I don’t care anymore. I used to care a lot about everything. I used to care what I feel and what I am writing whenever I was writing articles. Now I don’t know what I feel. Well I am not feeling anymore I guess, at least for the better. I am traveling and thinking of traveling more. I have covered almost every major city in India. A few left. All I need is some thousand rupees and a two weeks leave. In the last few months I have lost almost all of my friends, not because I ditched them, but because I am ditching them. I don’t want any relation right now. I don’t want to care for any one now. When I was a good friend I used to care. Now because I don’t feel like a friend I don’t care anymore. If someone scolds me I don’t find a reason or evidence to back me up now. So I accept it. But I don’t care. If someone asks me for help I think of myself first. And if that hampers me I don’t help. Well what traveling has to do with this is that I am creating new contacts. And as usual I am manipulating them to help me if I require. So what if I lose my friends, I still get helped. There are a hell lot of problems out there. I mean outside my residence and my circle of friends’ residences and area of trading. I was always being cynical about why don’t they see my problem. And now I don’t care. There are a hell lot of problems out there everywhere. And those problems are Everest in comparison to mine. Well I did have problems and not anymore. If I can’t be with my friends then it is my problem and not their.
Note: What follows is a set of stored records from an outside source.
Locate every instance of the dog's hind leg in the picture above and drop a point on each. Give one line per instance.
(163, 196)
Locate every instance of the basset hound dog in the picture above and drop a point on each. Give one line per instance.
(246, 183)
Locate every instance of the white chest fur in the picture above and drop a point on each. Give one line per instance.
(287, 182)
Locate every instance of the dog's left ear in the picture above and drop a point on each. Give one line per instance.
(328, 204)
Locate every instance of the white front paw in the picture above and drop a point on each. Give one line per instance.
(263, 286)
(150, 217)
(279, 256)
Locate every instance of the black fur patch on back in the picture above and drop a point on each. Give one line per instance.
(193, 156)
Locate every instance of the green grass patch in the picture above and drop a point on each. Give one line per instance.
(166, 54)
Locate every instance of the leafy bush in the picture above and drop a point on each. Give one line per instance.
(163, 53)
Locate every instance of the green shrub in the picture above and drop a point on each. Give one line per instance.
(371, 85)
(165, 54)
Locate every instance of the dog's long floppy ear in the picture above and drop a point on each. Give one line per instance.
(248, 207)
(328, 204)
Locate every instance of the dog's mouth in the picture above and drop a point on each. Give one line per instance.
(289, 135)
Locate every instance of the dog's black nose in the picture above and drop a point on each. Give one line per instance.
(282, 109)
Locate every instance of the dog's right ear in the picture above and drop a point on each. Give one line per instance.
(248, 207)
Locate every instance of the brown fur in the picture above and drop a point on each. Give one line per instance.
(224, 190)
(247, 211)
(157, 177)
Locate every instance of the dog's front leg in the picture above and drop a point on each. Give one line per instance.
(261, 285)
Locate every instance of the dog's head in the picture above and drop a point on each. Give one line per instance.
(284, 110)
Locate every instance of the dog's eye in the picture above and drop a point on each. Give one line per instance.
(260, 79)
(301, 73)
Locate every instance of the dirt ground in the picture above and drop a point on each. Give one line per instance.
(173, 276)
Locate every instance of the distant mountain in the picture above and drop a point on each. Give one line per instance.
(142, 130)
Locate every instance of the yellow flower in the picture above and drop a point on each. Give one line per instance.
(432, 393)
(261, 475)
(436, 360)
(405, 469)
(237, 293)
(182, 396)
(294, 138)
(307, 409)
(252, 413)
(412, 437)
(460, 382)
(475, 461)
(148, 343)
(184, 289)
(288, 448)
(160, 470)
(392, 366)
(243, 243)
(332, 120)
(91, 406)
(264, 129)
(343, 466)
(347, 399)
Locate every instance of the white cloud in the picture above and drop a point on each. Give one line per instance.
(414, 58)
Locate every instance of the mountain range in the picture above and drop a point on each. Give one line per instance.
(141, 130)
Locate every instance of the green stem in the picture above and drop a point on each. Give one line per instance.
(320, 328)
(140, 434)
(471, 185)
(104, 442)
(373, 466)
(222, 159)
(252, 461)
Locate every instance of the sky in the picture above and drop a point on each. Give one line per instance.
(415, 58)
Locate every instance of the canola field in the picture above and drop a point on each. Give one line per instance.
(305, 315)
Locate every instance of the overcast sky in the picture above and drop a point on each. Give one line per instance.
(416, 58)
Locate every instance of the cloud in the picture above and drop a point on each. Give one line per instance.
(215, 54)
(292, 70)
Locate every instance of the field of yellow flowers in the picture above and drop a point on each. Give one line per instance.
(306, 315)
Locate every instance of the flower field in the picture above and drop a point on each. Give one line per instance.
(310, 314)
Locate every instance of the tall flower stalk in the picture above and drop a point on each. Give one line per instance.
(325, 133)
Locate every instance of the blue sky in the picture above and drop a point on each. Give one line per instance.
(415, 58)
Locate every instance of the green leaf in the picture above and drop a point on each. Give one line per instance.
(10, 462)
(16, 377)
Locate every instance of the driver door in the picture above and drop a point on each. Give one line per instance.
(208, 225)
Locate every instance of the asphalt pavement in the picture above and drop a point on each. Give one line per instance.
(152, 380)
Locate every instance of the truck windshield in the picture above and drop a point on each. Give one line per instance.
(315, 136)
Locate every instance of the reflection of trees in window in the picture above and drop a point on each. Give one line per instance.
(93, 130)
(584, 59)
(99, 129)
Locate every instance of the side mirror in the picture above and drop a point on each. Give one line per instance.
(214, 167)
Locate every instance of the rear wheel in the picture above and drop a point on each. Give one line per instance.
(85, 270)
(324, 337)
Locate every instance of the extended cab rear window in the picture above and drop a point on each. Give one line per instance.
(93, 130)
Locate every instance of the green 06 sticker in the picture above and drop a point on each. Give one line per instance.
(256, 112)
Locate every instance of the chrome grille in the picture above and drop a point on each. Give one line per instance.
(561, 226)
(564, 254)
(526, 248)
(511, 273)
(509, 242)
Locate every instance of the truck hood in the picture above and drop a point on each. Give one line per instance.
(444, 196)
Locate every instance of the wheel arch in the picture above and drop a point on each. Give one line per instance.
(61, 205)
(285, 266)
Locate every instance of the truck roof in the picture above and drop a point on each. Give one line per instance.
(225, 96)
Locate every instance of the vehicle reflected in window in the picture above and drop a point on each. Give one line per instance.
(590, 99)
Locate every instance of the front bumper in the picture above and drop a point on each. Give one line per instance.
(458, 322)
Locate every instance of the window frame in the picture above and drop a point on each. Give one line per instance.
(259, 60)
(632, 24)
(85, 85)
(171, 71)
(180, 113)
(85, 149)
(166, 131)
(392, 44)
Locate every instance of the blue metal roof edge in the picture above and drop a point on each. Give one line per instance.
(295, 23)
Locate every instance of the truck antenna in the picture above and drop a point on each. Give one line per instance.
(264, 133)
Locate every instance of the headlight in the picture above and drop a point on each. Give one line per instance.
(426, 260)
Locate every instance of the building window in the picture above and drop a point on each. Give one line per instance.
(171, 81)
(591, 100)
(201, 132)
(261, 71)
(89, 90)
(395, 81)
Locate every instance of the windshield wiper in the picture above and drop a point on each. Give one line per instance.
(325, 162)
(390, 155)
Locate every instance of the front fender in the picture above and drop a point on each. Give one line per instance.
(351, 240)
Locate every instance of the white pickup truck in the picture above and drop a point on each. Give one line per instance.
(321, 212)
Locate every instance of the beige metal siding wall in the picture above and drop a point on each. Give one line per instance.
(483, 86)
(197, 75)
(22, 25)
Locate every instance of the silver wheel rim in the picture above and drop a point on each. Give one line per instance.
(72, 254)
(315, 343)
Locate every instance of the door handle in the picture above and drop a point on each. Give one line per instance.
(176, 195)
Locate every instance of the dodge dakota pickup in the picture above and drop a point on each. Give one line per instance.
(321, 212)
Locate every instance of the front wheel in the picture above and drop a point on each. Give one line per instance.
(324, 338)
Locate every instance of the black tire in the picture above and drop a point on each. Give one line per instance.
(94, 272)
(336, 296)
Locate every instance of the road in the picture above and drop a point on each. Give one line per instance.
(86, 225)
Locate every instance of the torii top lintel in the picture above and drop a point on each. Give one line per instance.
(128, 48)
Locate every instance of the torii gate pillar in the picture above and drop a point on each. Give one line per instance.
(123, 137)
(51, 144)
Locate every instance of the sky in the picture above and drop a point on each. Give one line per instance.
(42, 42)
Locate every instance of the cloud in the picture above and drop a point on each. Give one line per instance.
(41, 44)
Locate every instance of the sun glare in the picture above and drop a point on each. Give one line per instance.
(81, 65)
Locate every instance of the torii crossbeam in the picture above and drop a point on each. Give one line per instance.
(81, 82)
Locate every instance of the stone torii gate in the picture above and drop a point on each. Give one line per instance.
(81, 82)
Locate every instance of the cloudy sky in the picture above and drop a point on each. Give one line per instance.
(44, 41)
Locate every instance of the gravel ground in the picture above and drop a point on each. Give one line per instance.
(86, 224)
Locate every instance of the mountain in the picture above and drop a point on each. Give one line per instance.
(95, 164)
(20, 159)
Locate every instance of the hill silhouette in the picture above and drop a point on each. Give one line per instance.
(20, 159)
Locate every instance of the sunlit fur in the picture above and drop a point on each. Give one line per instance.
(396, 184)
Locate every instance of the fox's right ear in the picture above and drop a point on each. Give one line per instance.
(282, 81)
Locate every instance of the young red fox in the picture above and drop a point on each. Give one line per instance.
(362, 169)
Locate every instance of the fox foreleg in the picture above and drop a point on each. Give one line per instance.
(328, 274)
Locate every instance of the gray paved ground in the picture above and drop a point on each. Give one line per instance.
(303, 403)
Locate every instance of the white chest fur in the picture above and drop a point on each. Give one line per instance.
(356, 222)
But they fuss over it, which by the way is also not a problem for me and they try to make it a problem for themselves. But still I don’t care. But then why I am writing this? Writing is therapy. But I am not sick. I am just doing my hubby and just preventing myself. I used to love a lot. And now I love a lot more. But I don’t care for it. What if you are put in a situation where you want to achieve something and want to enjoy after achieving it but the only way to achieve it is to run away from it? But I don’t have money or the better reason - vacation. What if you find some doubts in your dream and yet not query about it? But your dream used to be a reason to live and still somewhat it is. What would you do? So I am used to not care anymore. I loved irony as me and my life has been ironical always. But this irony makes me hate ironies. I hate surprises now. But what can I do? So I don’t care anymore.

But I am happy. I am happy as I was never before. I don’t feel heaven but I know hell can’t catch hold of me. I don’t feel satisfied but I am not either dissatisfied. I am used to it. And I can laugh from heart. I am selfish. But who cares? I don’t. Do you have a better life than me? No. So stop quibbling. Because I wouldn’t care for that either.